Freundschaft oder doch mehr...?

Ich warf einen letzten Blick in den Spiegel, grinste mein Spiegelbild an und machte mich auf den Weg zum Eingang in die Kanalisation.
★★★
Als ich mir nun meinen Weg durch die schmalen, schlecht gefliesten Gänge bahnte, fiel mir auf, das ich Flynn seit einer Woche nicht mehr gesehen hatte.

Noch so ein Gefühlschaos.
Eine engere Beziehung hatte ich auf jeden Fall zu Sebastian, aber Flynn sah so verdammt gut aus...
Ich seufzte. Flynn und Sebastian konnten sich gegenseitig überhaupt nicht leiden. Als ich versucht hatte, sie anzufreunden, hatten sie sich nur kühl gemustert. Trotzdem waren sie sich so ähnlich. Manchmal sagten sie, ohne es zu wissen, genau das selbe zu mir.
Doch Flynn war so...anders geworden. Seit er mit den Jungs von der SOW abhing, hatte er sich extrem verändert. Er hatte sich sogar mit Nikolai angefreundet, was ich überhaupt nicht nachvollziehen konnte.
Und mit Flynn konnte ich, anders als mit Sebastian, nicht ich selbst sein. Ich merkte es immer wieder, wenn ich ihm über den Weg lief. Alles war so angespannt zwischen uns. Wir unterhielten uns zwar, aber es war eben nur erzwungener Smalltalk.

„Hey!"
Ich wurde aus meinen Gedanken gerissen, als Sebastian plötzlich auftauchte.
„Bist du schon fertig?", fragte ich ihn. Eigentlich wollte er noch kurz mit Jake sprechen.
„Ja, alles geklärt."
„Dann können wir los?"
„Jap."

Inzwischen macht mir der weg durch die Kanalisation nichts mehr aus, es macht mir sogar Spaß. Sebastian und ich haben ein Konditionstraining daraus gemacht. Wir joggen einfach den ganzen Weg, zum Schluss dann noch den Endsprint, und wer als erstes unter dem Gullideckel ist, hat gewonnen. Natürlich gewann meistens Sebastian, da viel längere Beine als ich hatte.

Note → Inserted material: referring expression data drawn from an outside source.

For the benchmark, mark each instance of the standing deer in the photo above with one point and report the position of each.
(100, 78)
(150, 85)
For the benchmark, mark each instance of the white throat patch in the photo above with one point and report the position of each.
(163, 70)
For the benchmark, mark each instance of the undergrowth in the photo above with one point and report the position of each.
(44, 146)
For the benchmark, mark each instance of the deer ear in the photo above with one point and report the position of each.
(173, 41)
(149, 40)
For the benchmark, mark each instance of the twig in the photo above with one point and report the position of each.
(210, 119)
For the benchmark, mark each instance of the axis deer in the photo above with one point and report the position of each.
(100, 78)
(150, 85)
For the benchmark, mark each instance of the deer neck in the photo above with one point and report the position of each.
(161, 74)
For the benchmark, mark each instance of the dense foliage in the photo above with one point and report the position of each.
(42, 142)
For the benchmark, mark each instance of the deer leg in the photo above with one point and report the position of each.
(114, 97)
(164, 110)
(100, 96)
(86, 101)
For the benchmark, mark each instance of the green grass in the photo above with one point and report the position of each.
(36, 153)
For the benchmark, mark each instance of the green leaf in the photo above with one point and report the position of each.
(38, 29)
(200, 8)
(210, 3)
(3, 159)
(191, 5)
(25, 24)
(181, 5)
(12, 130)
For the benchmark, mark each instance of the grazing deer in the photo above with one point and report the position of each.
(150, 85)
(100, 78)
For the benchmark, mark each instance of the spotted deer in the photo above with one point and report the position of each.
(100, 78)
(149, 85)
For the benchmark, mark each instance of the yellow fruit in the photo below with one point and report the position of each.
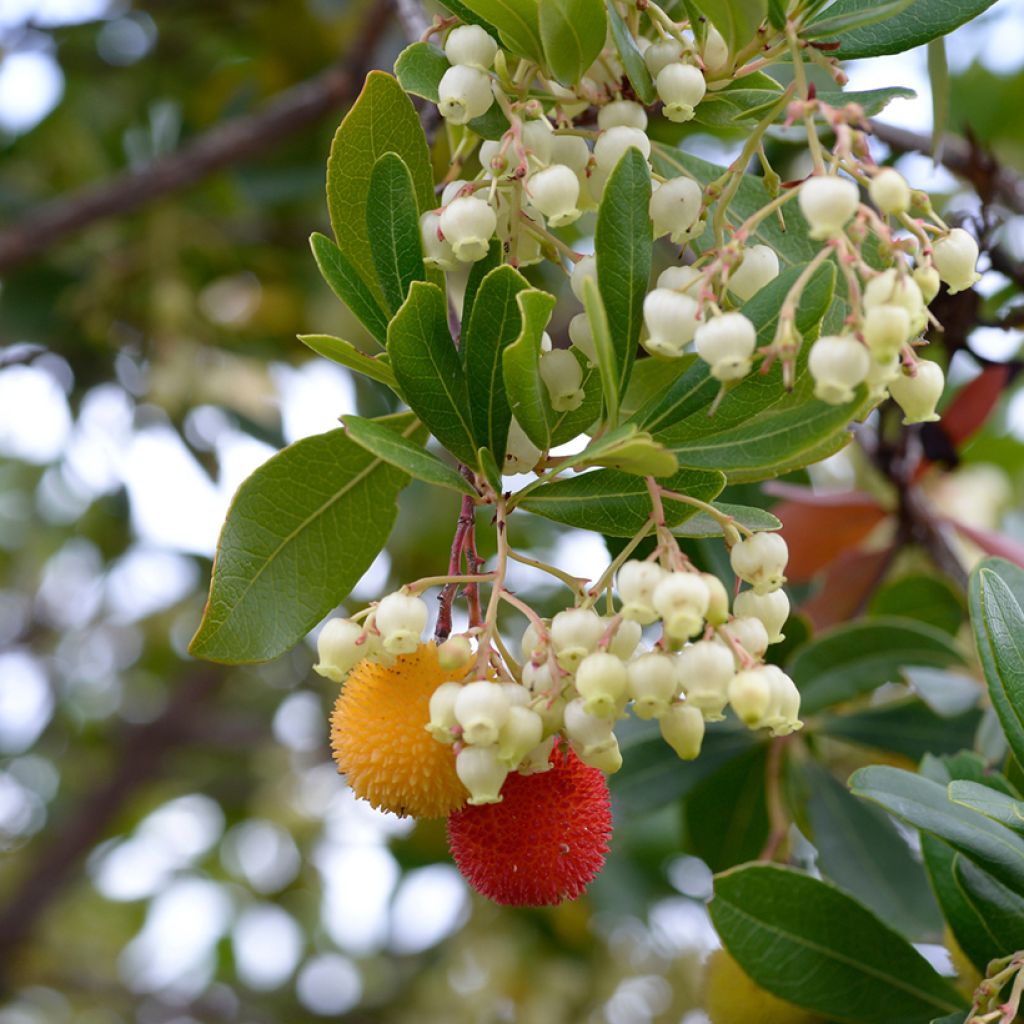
(379, 737)
(732, 997)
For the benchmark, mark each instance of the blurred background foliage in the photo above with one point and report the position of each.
(174, 842)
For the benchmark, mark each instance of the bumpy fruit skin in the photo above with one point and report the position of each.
(380, 740)
(544, 843)
(732, 997)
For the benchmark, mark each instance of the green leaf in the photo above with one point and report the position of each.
(617, 504)
(349, 286)
(408, 456)
(725, 816)
(813, 945)
(983, 799)
(998, 631)
(916, 25)
(495, 324)
(706, 525)
(346, 354)
(925, 804)
(736, 19)
(429, 371)
(516, 20)
(851, 660)
(631, 57)
(860, 850)
(382, 120)
(572, 33)
(299, 534)
(624, 243)
(520, 361)
(393, 224)
(907, 727)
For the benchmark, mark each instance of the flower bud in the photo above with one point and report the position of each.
(955, 258)
(838, 364)
(582, 336)
(622, 113)
(889, 192)
(562, 376)
(436, 251)
(555, 192)
(772, 609)
(919, 394)
(521, 455)
(886, 329)
(760, 560)
(480, 771)
(671, 320)
(705, 669)
(750, 695)
(760, 267)
(469, 44)
(588, 733)
(464, 93)
(827, 203)
(442, 719)
(652, 684)
(574, 634)
(680, 87)
(520, 733)
(683, 728)
(726, 344)
(454, 652)
(340, 647)
(681, 599)
(675, 208)
(468, 224)
(400, 620)
(481, 709)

Aber trotzdem musste ich immer bei unserem Endsprint befreit lachen, vor allem wenn Sebastian mich an der Hand packte und mich hinter ihm herzog, sodass auch ich so schnell laufen konnte, wie er das tat. Das fühlte sich an sie fliegen.

★★★★★

E

s war eiskalt, als wir aus der dunklen Kanalisation heraus stiegen. Mein Atem kondensierte augenblicklich, und ich fing an zu zittern, obwohl ich gerade eine halbe Stunde gejoggt war.
„Oh, wow, wie kalt ist das denn?", fragte Sebastian überrascht, als auch er sich aus dem Gullideckel zog.
„-50 Grad?", schätzte ich trocken.
Er lachte, sah mich verschlagen an, und rief dann: „Also, ich bin so was von Erster!"
Damit sprintete er davon.
Empört holte ich tief Luft und rannte hinterher.